The aircraft carried a 400lb high explosive ‘Cookie’ and 7920 lbs of incendiary bombs. It took off from RAF Wickenby at 10.30 in the evening. I am indebted for what follows concerning the flight to Tony Beeton.

‘As the aircraft crossed the Dutch coast the port outer engine started to give trouble and ran very roughly. After awhile it ran smoothly again so the decision was made to continue onto the target. The crew had an uneventful trip to the target and began their bombing run just a little behind the allotted time. As the pilot held the aircraft steady, following the bomb aimers instructions a piece of flak shrapnel hits the starboard inner engine with a loud bang but the pilot held his course until the call “Bombs Gone” when he banked to starboard and headed for home.

By now the starboard inner had lost its oil pressure requiring that it be shut down. At almost the same time the port outer engine started to give trouble again and the Lancaster was flying on two and a half engines, slowly losing height.
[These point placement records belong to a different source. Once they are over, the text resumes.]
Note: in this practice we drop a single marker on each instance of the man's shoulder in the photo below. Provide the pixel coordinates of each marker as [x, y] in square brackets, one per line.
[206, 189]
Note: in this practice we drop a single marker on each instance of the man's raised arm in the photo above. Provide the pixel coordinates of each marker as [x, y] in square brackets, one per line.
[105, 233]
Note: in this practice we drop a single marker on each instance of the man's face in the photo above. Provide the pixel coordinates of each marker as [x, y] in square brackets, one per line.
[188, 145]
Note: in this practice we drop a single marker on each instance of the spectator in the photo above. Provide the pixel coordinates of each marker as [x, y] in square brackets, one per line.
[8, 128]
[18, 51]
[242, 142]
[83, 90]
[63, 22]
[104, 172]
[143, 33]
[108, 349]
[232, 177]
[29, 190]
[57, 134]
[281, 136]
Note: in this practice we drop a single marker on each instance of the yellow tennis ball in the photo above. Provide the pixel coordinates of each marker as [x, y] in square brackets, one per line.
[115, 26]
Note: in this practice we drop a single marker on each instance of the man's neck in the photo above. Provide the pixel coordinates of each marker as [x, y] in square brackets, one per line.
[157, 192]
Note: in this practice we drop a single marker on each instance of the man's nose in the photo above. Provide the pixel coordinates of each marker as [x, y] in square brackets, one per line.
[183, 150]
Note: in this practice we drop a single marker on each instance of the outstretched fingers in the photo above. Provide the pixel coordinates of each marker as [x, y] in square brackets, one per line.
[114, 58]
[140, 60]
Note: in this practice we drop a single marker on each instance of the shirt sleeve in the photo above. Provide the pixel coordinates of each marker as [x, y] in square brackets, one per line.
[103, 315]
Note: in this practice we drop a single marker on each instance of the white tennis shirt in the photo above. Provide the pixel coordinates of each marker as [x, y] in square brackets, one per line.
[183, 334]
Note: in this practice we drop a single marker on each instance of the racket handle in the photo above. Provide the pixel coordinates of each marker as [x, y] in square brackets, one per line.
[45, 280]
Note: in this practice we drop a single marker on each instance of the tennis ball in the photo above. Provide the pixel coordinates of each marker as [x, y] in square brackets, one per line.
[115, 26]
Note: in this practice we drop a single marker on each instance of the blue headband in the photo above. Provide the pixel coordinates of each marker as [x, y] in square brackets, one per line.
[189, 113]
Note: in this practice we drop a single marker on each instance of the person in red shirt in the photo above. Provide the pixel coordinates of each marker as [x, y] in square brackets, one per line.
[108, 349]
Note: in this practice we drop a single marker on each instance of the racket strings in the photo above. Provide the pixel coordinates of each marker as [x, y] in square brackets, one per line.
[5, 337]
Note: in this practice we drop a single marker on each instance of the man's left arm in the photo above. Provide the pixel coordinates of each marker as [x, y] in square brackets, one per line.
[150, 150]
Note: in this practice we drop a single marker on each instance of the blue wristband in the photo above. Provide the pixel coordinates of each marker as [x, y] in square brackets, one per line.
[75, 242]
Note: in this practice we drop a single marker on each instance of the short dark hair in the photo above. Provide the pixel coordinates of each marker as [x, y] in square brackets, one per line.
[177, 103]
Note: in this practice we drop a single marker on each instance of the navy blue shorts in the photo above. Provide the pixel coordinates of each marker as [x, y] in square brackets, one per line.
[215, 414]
Lancasters being attacked by German night fighters

Lancasters being attacked by German night fighters

At about 02.00 hours whilst flying at about 19,000 ft over Holland, the Lancaster was suddenly raked by bullets from an enemy night fighter all along the port side. The port fuel tank was ruptured and the port wing caught fire and was burning furiously. The Pilot called to the crew over the intercom and found the Wireless Operator and Navigator had been killed by the burst of gunfire. He realised that the position was hopeless and as the aircraft was becoming difficult to handle, gave the order “Abandon Aircraft”.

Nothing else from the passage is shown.